In the world of quadratic equations, the discriminant is a key concept that helps determine the nature of the solutions. The discriminant is denoted as \( b^2 - 4ac \), where \( a \), \( b \), and \( c \) are the coefficients of the equation in its standard form, \( ax^2 + bx + c = 0 \).
Here's how to interpret the discriminant:

• If the discriminant is positive, the quadratic equation has two distinct real solutions.
• If the discriminant is zero, the equation has exactly one real solution, which is repeated.
• If the discriminant is negative, the solutions are complex and not real.

In our exercise, the discriminant was calculated as 29, which is positive. Therefore, the equation has two distinct real solutions. This information gives us a heads-up about what to expect before solving the equation fully using the quadratic formula.
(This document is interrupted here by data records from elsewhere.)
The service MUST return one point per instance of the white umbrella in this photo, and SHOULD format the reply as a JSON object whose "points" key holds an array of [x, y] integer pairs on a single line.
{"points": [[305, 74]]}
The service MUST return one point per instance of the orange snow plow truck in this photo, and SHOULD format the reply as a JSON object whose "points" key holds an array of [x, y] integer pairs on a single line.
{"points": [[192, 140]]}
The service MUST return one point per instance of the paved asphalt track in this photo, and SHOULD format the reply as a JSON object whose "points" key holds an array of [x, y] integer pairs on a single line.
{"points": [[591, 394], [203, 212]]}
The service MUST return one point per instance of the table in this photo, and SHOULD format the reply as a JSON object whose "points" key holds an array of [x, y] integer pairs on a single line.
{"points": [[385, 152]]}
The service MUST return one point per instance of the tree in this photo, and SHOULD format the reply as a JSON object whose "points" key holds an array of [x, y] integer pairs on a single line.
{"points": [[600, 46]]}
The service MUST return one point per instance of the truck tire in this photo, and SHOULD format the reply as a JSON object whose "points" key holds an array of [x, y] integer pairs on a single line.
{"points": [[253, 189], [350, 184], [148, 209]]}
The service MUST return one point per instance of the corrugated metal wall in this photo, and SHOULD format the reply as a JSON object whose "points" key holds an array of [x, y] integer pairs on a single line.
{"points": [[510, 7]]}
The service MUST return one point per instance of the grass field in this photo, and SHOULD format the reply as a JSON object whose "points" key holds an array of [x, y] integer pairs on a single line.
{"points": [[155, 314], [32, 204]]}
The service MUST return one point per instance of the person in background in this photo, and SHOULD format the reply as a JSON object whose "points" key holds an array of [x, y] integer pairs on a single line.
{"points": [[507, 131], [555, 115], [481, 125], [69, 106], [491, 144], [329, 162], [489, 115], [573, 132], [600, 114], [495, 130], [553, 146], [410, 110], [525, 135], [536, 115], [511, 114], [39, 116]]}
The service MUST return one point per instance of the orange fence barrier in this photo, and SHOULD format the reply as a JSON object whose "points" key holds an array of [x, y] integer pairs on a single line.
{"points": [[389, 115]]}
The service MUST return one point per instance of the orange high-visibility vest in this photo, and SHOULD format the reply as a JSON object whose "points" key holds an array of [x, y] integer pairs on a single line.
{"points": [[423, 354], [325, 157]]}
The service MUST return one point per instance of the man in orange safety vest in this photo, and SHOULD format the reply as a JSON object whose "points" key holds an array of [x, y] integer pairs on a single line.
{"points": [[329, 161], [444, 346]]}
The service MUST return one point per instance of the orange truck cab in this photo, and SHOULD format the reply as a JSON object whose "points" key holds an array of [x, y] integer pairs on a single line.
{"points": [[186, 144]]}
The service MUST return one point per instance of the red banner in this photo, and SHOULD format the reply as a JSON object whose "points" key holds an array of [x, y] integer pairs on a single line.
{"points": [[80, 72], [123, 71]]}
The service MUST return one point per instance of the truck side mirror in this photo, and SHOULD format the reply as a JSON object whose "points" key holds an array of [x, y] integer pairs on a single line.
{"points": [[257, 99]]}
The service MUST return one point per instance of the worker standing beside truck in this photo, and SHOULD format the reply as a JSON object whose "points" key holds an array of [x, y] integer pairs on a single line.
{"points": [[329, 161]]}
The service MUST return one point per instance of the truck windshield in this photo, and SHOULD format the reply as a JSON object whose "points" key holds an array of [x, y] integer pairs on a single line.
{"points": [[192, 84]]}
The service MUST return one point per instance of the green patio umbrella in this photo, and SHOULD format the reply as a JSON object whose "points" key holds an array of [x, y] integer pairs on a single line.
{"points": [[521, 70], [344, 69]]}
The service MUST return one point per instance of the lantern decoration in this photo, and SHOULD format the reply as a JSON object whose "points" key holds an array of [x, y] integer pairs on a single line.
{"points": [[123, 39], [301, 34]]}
Quadratic equations are fundamental components of algebra. A quadratic equation is any equation that can be rearranged in the form \( ax^2 + bx + c = 0 \), where \( a \), \( b \), and \( c \) are constants, and \( a eq 0 \).
This is the standard form, and our goal is often to find the values of \( x \) that satisfy the equation. These values are known as the roots or solutions.
To solve such equations, various methods can be used, but the quadratic formula is a universal tool: \[x = \frac{-b \pm \sqrt{b^2 - 4ac}}{2a} \] The plus-minus sign (\( \pm \)) in the formula indicates that there are usually two solutions. These solutions could be real or complex, depending on the value of the discriminant. In our case, after clearing fractions and rearranging the equation to \( x^2 - 3x - 5 = 0 \), we identified \( a = 1 \), \( b = -3 \), and \( c = -5 \) to apply the quadratic formula.

Clearing fractions in an equation is often a crucial first step. It simplifies calculations and avoids errors in computation.
For equations involving fractions, it's helpful to eliminate them by multiplying each term by the least common denominator (LCD).
For instance, in the original equation \( \frac{x^2}{3} - x = \frac{5}{3} \), we multiplied every term by 3. This gives us \( x^2 - 3x = 5 \), making it easier to rearrange into the quadratic form.
The main purpose of clearing fractions is to prevent dealing with complicated arithmetic, which can obscure the simple structure of the quadratic equation once fractions are removed. Once fractions are cleared, it becomes straightforward to apply further algebraic techniques such as completing the square or using the quadratic formula.